Mythos: Pandora's Box or Marketing Stunt?

An AI so powerful it can hack autonomously — and therefore cannot be released to the general public. With Claude Mythos, Anthropic has made a bold move... at the very moment it is courting investors and technical partners. Behind what seems like a very (too?) convenient buzz, what are the real dangers of Mythos? INCYBER takes stock.

Too powerful, too autonomous, too dangerous: barely had Anthropic unveiled Claude Mythos Preview in early April before it tried to close the lid again — no public release, but restricted access via Project Glasswing. It was not unveiling a new high-performance AI model in cybersecurity; it was staging a technological breakthrough, immediately sparking a worldwide buzz. A crime too perfect to be true?

On substance, however, something has changed. With a 100% success rate, Claude Mythos saturates the Cybench benchmarks, the academic reference in the field. Better yet, on exercises from the UK AI Security Institute (AISI), more complex and graded from ‘beginner’ to ‘expert’, it ‘has a 73% success rate’ at expert level, the AISI notes. This is not a spectacular score in itself, except when you recall that these tasks were out of reach for models just a year ago. And these are still capture-the-flag exercises: the AI must find a vulnerability and retrieve a flag, a proof of success — isolated cyber exercises.

If, still according to the AISI, Mythos ‘represents progress over previous state-of-the-art models’, it is because of its success in The Last Ones scenario, a complete 32-step computer attack simulation. Where a human takes around twenty hours, Mythos is the first model to have completed it end-to-end, with three successes out of 10 and an average of 22 steps completed, compared to 16 for Claude Opus 4.6, its closest rival. If Mythos is so frightening, it is not because it got a good grade on a standardized exam, but because the examiners had to throw away the questionnaire and ask it to burgle a fake company.

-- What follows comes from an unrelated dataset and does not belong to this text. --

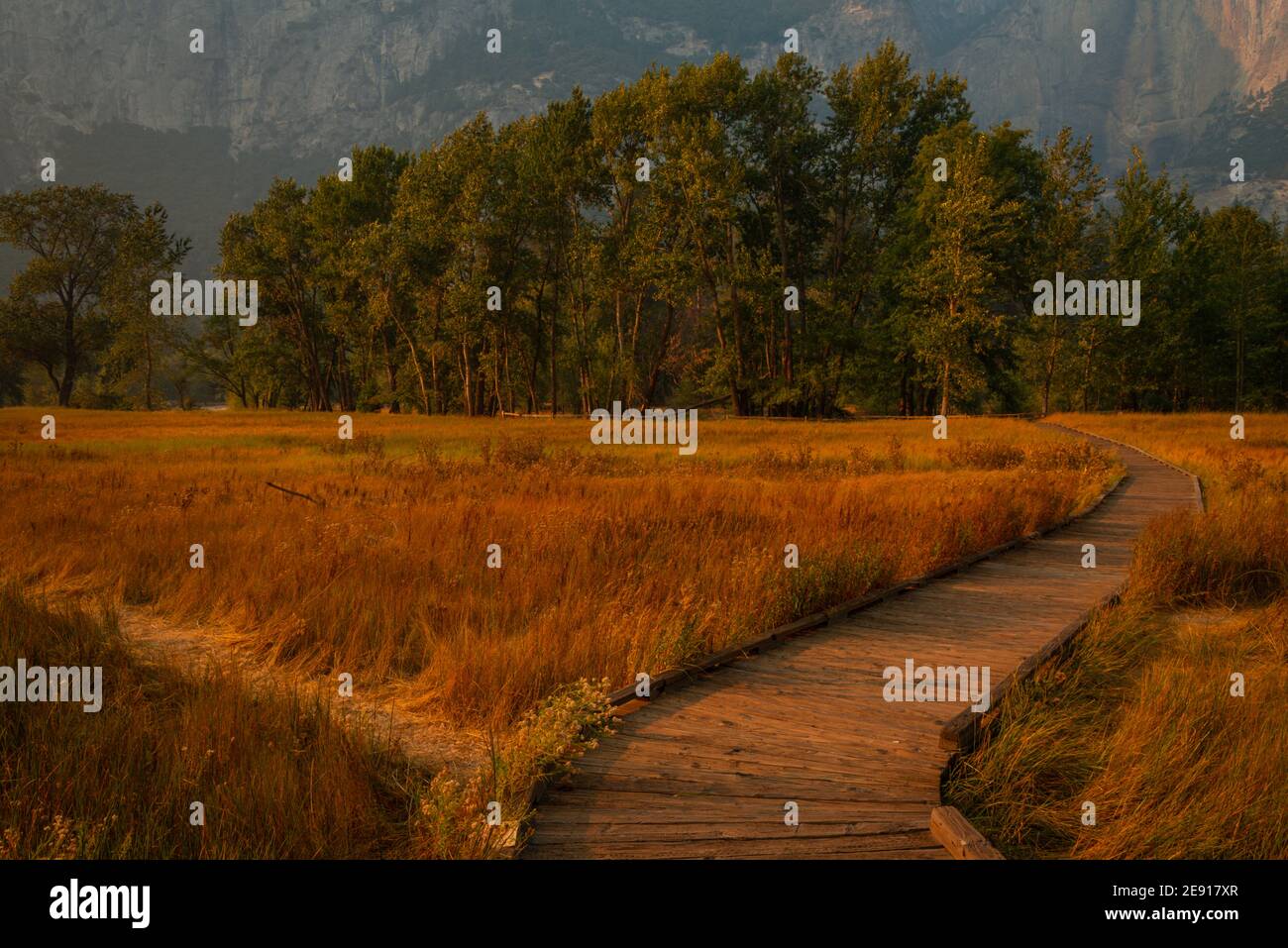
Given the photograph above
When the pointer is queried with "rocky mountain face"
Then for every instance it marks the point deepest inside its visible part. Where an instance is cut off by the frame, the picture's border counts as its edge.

Mythos Eliminates Friction

Anthropic pushes the narrative even further. In its own tests, the company claims the model can identify and exploit critical vulnerabilities without human intervention, going so far as to describe complete exploits produced overnight. ‘Mythos Preview was able to find and exploit zero-day vulnerabilities in every major operating system and every major web browser.’ A striking example: a 17-year-old FreeBSD vulnerability, found and exploited immediately.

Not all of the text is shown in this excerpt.